Every morning, when I woke up and stumbled around for a cup of very strong, very hot coffee (and mind you, I was a self-termed morning person), I’d see my parents bustling around the house, fresh as daisies. They’d be (generally) cheerful, there would be music playing softly in the background, fresh fruits packed for “later, if you’re hungry” and bright, lilting conversation.

 

Every evening, when I trudged home after fighting through a crowded bus filled with similarly disgruntled working adults (there’s that word again) and exhausted school children, I’ll come home to the same (almost nauseating, I won’t lie) energy and cheer. Dinner would be awaiting my arrival, the TV with mum’s favourite program would be running, my dad would sit by the sofa simultaneously checking his emails and talking to my mum about something extremely trivial, and there would be all that life and light.

Keeping in mind that my parents worked for as long as I did, and were about twice my age, their alive-ness amazed me.  I was envious of their ability to manage it all.

I wanted what they had.

And I told them as much. Or in more realistic terms, I demanded to know what made them tick, and how I could tick as well, if not more.

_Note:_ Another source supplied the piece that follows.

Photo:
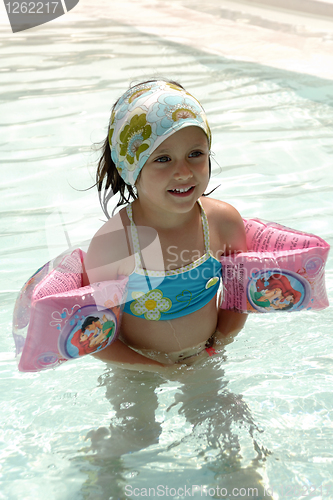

It helped that I had people to show me that this stage of lethargy and drudgery would pass. Because, remember, it always passes.

It helped that I had my parents to advice me on good days, and leave me to my musings on bad days, because silence was as important in healing and dealing, as conversations. It helped that I had a home to come to, and a bed to crawl into at the end of it all, because rest helps to put life into perspective.

It really, really helped that I wasn’t alone; my parents always reminded me that they were there, even on days when I couldn’t bear the company of another human being.  I’m still learning. I’ve still got days and weeks and months and years and a lifetime of work ahead of me. There will be as many challenges as sweet triumphs, good days, and monstrous.  I’m going to become more and more of an adult; in time, I’ll be able to deal with it.

(With the family cheering me on from the sidelines).